Page List

Font Size:

“I haven’t found any rule-outs listed on NamUs or in any other database.” Jacob shook his head. “It looks like they didn’t run any DNA against the remains. I’m not sure why.”

“Give the locals a call. Ask them to run Boyer’s DNA against the remains. See if they’ll put a rush on it for us but keep our investigation under wraps.”

Jacob nodded.

“I think you’re on to something, though,” Noah said. He pulled out his own notepad and flipped through the notes he’d scrawled overnight. His handwriting had gotten worse and worse as the hours wore on. “North Dakota came up in my searches, along with a few other hot spots, more than what feels like coincidence.”

“Coincidence could be an unrecognized pattern. Something no one else has seen,” Sophie said. “Yet.”

Noah nodded. “I was checking where personal vehicles were found after men were reported missing, especially near state or national parks. A lot of the time—most of the time, in fact—the cars were found in the parking lots and hadn’t been touched. But there were handfuls that were found away from the missing men’s last reported locations. At strip malls, apartment buildings, hotels, or different parks. And the cars had broken windows.”

“Where?” Sophie asked. “And how many cars?”

“North Dakota, four cars. Upstate New York, five cars. Wisconsin, three. Wyoming, four. All from men reported missing within the past eight years, since Ingram’s escape.”

“Might be the start of a geographic profile,” Jacob said. His hands gripped the armrests of his chair, kneading the fabric. “That’s good work.”

“Sophie, what do you have?” Noah asked. “You said you were changing gears?”

“I was getting overwhelmed,” she said, rubbing her fingers against her forehead. “I decided to work backward from now. We know this asshole is here now, right? Brett Kerrigan, your house…” Her face twisted. “And Iowa 141, two weeks ago. I started pulling reports of men who’ve gone missing in Iowa, from Brett Kerrigan and going back in time.”

She pulled out a small stack of missing persons reports, public posters, and local law enforcement dispatches. She licked her thumb and started paging through, reading the top line of each. “Brett Kerrigan, last Saturday, Oak Haven Meadows. Recovered deceased. Julio Marquez, February 5, Cedar Rapids. Twenty years old, Hispanic. Local police think he went missing voluntarily. Warren Cabrillo, January 2, Waterloo. Fifty-four years old, Hispanic. Aiden Dumont, January 23, Seven Oaks Recreation in Boone, thirty-one, Caucasian—”

“Wait.” Noah sat forward. Grasped his coffee cup and the edge of his desk. “Wait, say that last one again.”

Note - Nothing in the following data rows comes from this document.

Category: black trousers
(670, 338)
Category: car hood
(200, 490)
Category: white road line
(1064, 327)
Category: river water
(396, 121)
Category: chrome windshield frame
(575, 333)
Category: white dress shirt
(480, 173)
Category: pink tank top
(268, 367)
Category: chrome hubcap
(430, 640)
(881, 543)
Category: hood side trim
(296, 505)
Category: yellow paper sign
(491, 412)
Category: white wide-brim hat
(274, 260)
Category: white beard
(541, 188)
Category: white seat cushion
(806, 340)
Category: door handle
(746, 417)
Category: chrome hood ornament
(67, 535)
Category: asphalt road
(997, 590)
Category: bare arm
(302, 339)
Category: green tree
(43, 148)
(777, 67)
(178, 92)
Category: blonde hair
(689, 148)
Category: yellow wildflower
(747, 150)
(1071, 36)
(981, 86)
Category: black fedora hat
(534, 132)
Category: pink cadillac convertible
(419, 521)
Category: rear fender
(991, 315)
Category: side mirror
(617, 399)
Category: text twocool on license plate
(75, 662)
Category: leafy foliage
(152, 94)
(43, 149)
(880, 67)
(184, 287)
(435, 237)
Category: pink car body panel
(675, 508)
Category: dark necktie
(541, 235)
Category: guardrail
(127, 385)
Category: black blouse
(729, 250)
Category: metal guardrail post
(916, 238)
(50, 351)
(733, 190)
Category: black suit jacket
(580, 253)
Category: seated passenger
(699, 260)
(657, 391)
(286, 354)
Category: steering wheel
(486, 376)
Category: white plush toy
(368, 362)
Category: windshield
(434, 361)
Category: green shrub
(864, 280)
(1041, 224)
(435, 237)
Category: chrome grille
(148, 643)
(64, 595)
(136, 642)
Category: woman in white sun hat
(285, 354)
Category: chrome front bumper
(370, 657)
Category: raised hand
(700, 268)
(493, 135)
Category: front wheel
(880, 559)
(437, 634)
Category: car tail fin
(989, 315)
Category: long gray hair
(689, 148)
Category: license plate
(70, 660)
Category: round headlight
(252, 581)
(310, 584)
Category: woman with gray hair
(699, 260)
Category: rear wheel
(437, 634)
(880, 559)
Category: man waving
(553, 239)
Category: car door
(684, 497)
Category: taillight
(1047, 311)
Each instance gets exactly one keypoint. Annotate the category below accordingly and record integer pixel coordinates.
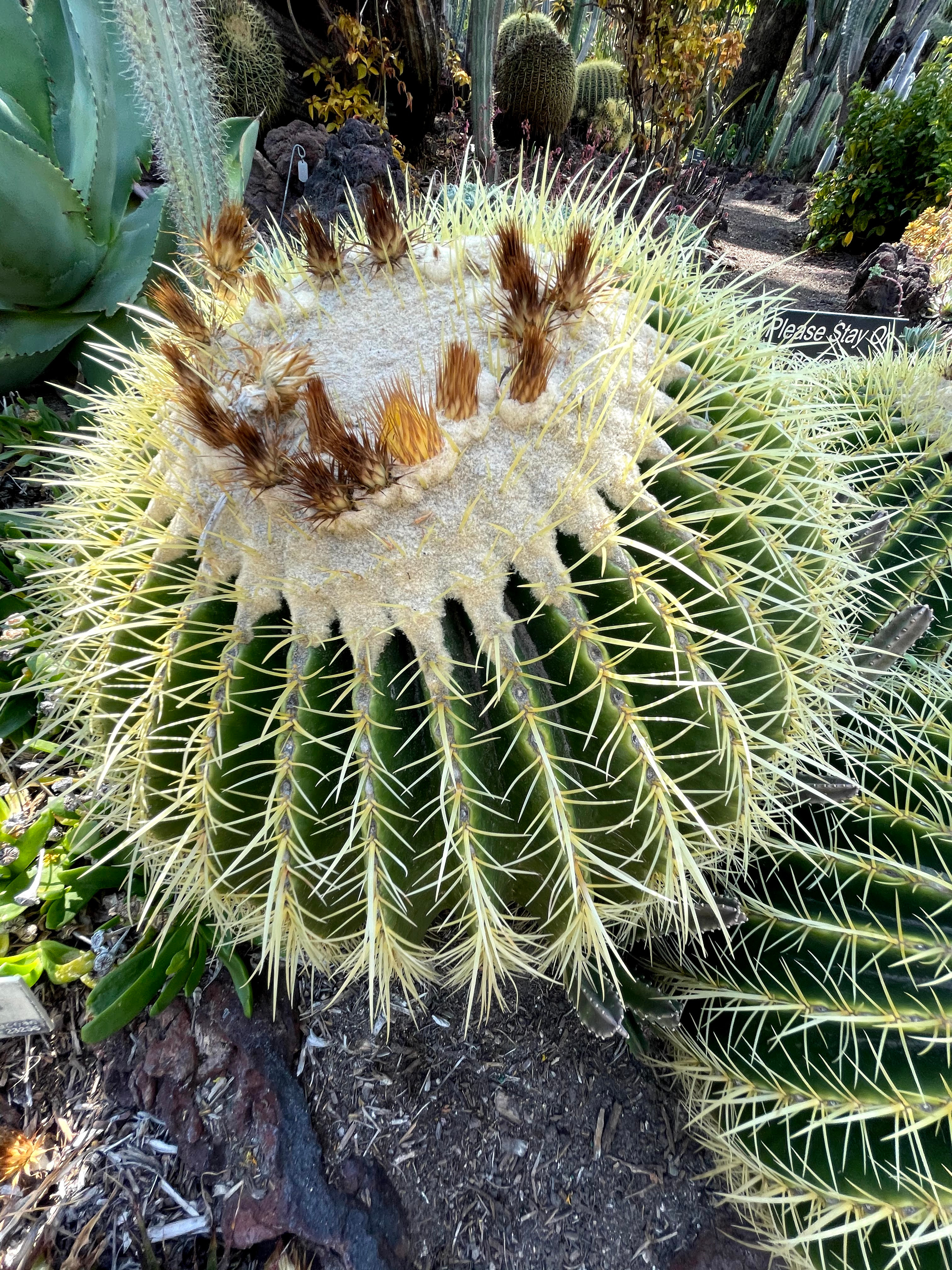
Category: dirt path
(765, 241)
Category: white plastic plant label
(21, 1014)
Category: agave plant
(814, 1046)
(73, 141)
(417, 628)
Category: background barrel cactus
(252, 70)
(535, 75)
(815, 1044)
(459, 656)
(600, 81)
(73, 141)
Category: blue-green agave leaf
(122, 273)
(71, 89)
(23, 74)
(46, 251)
(239, 136)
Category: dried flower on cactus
(174, 304)
(263, 455)
(18, 1154)
(407, 422)
(205, 416)
(575, 284)
(385, 230)
(457, 381)
(520, 280)
(537, 355)
(319, 487)
(226, 248)
(322, 255)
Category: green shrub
(898, 161)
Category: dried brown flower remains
(575, 284)
(457, 379)
(320, 251)
(537, 358)
(386, 234)
(228, 247)
(407, 422)
(520, 280)
(174, 304)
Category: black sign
(817, 335)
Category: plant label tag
(21, 1014)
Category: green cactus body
(249, 56)
(71, 145)
(497, 714)
(597, 82)
(815, 1046)
(535, 74)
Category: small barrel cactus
(535, 75)
(418, 630)
(597, 82)
(815, 1043)
(252, 70)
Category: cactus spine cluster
(815, 1046)
(249, 59)
(483, 639)
(535, 74)
(597, 82)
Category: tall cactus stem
(169, 54)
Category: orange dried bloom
(322, 253)
(407, 422)
(531, 375)
(386, 234)
(228, 247)
(174, 304)
(457, 381)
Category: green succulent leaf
(122, 273)
(23, 75)
(16, 121)
(239, 136)
(46, 251)
(75, 134)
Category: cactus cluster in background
(482, 638)
(535, 74)
(252, 69)
(73, 141)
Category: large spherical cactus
(416, 626)
(897, 456)
(597, 82)
(249, 58)
(535, 75)
(815, 1044)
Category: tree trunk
(774, 32)
(416, 33)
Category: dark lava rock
(280, 143)
(224, 1086)
(264, 192)
(892, 280)
(360, 155)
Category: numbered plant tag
(21, 1014)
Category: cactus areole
(421, 630)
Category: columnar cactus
(815, 1043)
(417, 628)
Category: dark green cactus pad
(536, 77)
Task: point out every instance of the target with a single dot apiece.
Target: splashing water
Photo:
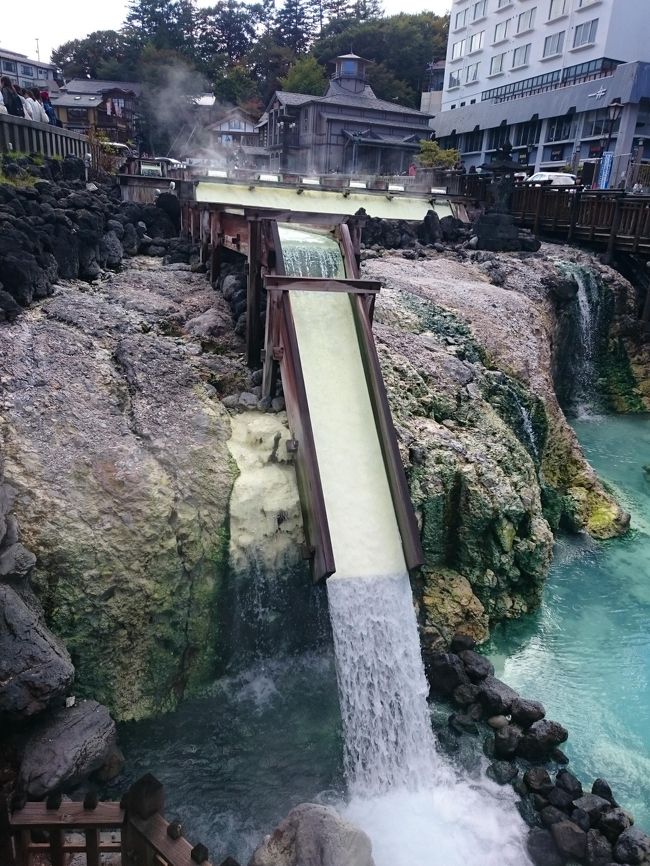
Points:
(585, 397)
(402, 792)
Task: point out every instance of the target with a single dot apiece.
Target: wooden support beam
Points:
(254, 296)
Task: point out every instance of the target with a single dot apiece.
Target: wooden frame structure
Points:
(135, 827)
(255, 234)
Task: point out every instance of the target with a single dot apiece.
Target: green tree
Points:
(305, 76)
(433, 156)
(236, 86)
(82, 58)
(295, 25)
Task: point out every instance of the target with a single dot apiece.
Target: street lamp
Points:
(614, 111)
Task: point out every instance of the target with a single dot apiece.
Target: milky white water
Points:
(402, 792)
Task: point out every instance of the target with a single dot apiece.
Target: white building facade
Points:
(540, 74)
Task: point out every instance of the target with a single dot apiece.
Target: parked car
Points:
(553, 178)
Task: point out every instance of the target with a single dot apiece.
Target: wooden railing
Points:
(608, 219)
(134, 828)
(16, 133)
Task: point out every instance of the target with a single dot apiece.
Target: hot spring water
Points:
(402, 792)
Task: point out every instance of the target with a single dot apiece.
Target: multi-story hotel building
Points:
(541, 74)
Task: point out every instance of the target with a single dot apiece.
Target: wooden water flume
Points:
(271, 341)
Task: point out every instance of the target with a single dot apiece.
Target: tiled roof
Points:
(95, 85)
(288, 98)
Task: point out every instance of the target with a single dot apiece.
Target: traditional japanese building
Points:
(348, 130)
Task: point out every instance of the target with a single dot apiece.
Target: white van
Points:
(553, 178)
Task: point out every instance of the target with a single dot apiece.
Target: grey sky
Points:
(57, 22)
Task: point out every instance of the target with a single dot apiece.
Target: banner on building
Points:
(605, 172)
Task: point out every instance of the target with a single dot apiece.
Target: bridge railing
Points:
(608, 218)
(133, 828)
(18, 134)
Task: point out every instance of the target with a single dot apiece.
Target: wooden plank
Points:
(322, 284)
(107, 815)
(153, 831)
(92, 847)
(412, 546)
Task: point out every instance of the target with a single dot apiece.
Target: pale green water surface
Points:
(586, 653)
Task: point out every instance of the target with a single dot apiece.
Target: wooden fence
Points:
(16, 133)
(134, 829)
(609, 219)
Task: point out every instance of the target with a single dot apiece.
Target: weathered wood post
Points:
(143, 799)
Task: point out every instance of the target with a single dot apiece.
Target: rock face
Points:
(492, 464)
(313, 835)
(66, 747)
(35, 668)
(116, 442)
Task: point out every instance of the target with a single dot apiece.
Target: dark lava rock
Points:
(502, 772)
(445, 672)
(613, 822)
(525, 713)
(581, 818)
(538, 780)
(550, 815)
(541, 738)
(569, 783)
(35, 668)
(476, 665)
(542, 849)
(633, 846)
(496, 697)
(601, 789)
(462, 723)
(570, 839)
(466, 694)
(560, 799)
(599, 850)
(594, 806)
(66, 747)
(506, 741)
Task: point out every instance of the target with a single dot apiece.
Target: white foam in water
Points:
(405, 795)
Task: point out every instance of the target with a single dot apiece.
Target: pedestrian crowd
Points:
(32, 104)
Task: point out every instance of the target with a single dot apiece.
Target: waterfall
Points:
(415, 808)
(584, 394)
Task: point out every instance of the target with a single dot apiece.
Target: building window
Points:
(457, 49)
(478, 10)
(554, 44)
(526, 20)
(556, 8)
(497, 136)
(585, 33)
(497, 63)
(598, 123)
(473, 142)
(476, 41)
(520, 56)
(561, 128)
(501, 31)
(527, 133)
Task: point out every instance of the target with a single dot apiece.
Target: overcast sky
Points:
(56, 22)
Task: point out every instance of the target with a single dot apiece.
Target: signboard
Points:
(605, 171)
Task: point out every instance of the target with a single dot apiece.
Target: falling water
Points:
(409, 800)
(584, 396)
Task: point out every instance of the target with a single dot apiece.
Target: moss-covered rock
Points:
(117, 447)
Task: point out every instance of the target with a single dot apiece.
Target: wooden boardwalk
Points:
(608, 219)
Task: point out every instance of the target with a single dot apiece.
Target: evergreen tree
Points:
(295, 25)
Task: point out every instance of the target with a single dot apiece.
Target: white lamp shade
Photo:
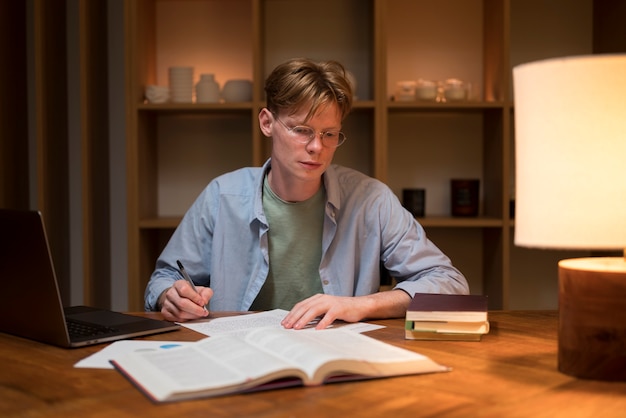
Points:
(570, 135)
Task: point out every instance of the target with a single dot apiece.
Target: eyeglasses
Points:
(306, 134)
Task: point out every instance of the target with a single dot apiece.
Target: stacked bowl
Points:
(181, 84)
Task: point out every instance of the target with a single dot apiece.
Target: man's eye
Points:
(302, 130)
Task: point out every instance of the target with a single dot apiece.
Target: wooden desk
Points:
(512, 372)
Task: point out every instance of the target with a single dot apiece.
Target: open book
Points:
(266, 358)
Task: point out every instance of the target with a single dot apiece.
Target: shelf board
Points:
(165, 222)
(429, 105)
(194, 107)
(170, 222)
(460, 222)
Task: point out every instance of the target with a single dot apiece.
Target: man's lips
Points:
(310, 164)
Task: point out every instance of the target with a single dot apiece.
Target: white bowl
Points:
(157, 94)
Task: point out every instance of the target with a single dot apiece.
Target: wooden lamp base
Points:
(592, 318)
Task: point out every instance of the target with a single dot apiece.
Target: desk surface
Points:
(511, 372)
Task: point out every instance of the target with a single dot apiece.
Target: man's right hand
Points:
(181, 303)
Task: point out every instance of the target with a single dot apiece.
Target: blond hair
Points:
(301, 82)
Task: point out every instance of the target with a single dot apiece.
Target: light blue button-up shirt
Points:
(222, 241)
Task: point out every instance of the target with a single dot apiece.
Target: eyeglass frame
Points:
(342, 137)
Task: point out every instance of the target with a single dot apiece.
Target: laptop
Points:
(30, 302)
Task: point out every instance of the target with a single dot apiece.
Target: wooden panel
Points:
(13, 106)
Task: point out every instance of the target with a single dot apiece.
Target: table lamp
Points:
(570, 135)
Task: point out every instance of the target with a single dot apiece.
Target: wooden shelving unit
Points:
(175, 149)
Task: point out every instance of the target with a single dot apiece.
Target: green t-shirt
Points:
(295, 250)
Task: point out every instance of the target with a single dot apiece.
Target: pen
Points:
(188, 279)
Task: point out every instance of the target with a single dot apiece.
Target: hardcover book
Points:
(447, 317)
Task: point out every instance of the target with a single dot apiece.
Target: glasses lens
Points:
(303, 133)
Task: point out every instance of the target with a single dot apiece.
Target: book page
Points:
(222, 362)
(311, 350)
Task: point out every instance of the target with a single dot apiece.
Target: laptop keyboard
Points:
(83, 329)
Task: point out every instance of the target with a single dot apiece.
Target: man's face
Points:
(295, 161)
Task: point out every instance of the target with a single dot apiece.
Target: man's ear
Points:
(265, 122)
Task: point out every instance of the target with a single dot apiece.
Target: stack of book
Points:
(446, 317)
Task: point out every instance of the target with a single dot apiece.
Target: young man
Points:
(299, 233)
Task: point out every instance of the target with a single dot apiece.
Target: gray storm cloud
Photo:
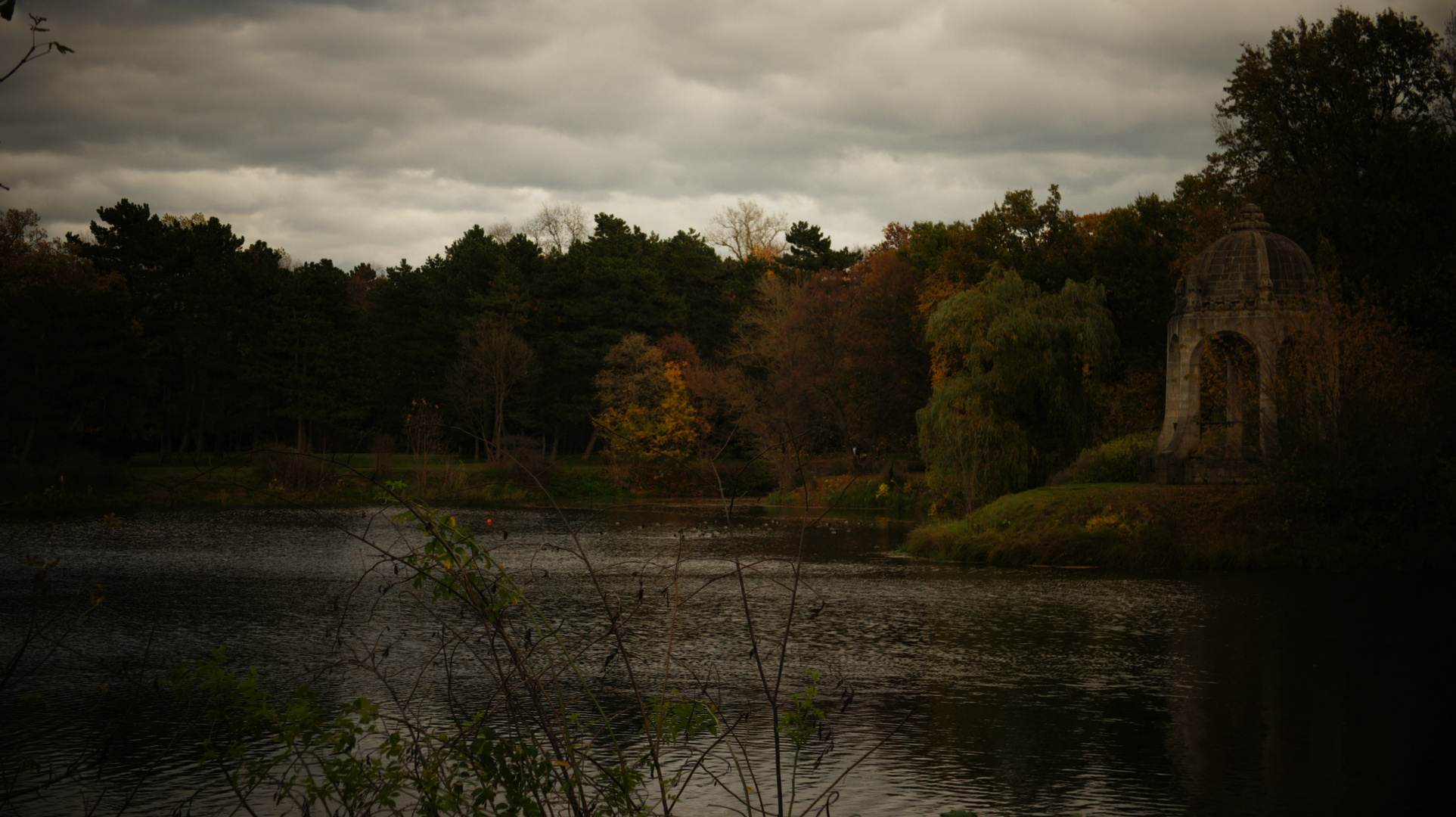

“Aiden Dumont. He was at Seven Oaks, that little spitball-sized ski area north of here? Dumont spent a half day cross-country skiing, and he was last seen on the security cameras heading to the parking lot. His car was missing from the lot, but he never made it home.”

“What day did you say?” Noah’s voice shook.

“January 23. A Saturday.”

“Oh God.” He slumped forward, head in his hands. “Oh God, that’s it. That’s the intersection. That has to be it.”

“Boss?” Jacob got up from his chair and came around Noah’s desk, crouching in front of him. One big hand landed on Noah’s shoulder, and Noah raised his head to meet Jacob’s gaze. His lumpy face was etched in worry, concern pouring from him. “What do you mean, that’s it?”

“This whole time, Cole and I have been wondering why now? Why did this happen all of a sudden? What the hell triggered all this? It can’t have just come from nowhere.”

“Why do you think Seven Oaks has something to do with it?” Sophie asked.

“Because we were there that day. We took Katie so she could try snowboarding. We were there all afternoon.”

“You think Ian saw you guys there?”

“He must have. Let me see the missing persons report.” Noah held out his hand, and Sophie passed it over.

A nuclear warhead detonated inside Noah’s heart. The report, with Aiden Dumont’s photo stapled to the front, fluttered to his desktop, settling sideways, half beneath the scattered notes he’d amassed all night. He stared at Dumont’s eyes—the color of cognac, the color of old leather—and his blond hair, cut long on top, tapered on the sides. The perfect length to run fingers through. The perfect length to grab hold of. The perfect length to brush over the tops of eyebrows, to tease his lover’s eyes behind a curtain of cornsilk and sunlight.

The other features matched, too. An angular jaw, sharp in places. Clean shaven. Lips on the thinner side.

It was like looking at a photo of Cole.

“Jacob,” he murmured. “Get me the photo of Lane Boyer.”

Jacob wheeled back to his papers and rummaged through, then pulled out the missing persons flyer. He set it down on the desk, next to the picture of Dumont. “Holy shit,” Jacob breathed.

“Sophie, where’s Brett Kerrigan’s file?”

She was already in action, flinging folders left and right until she found Kerrigan’s. She tore through the pages, then pulled out the photo his fiancé had given to the police and laid it next to the others.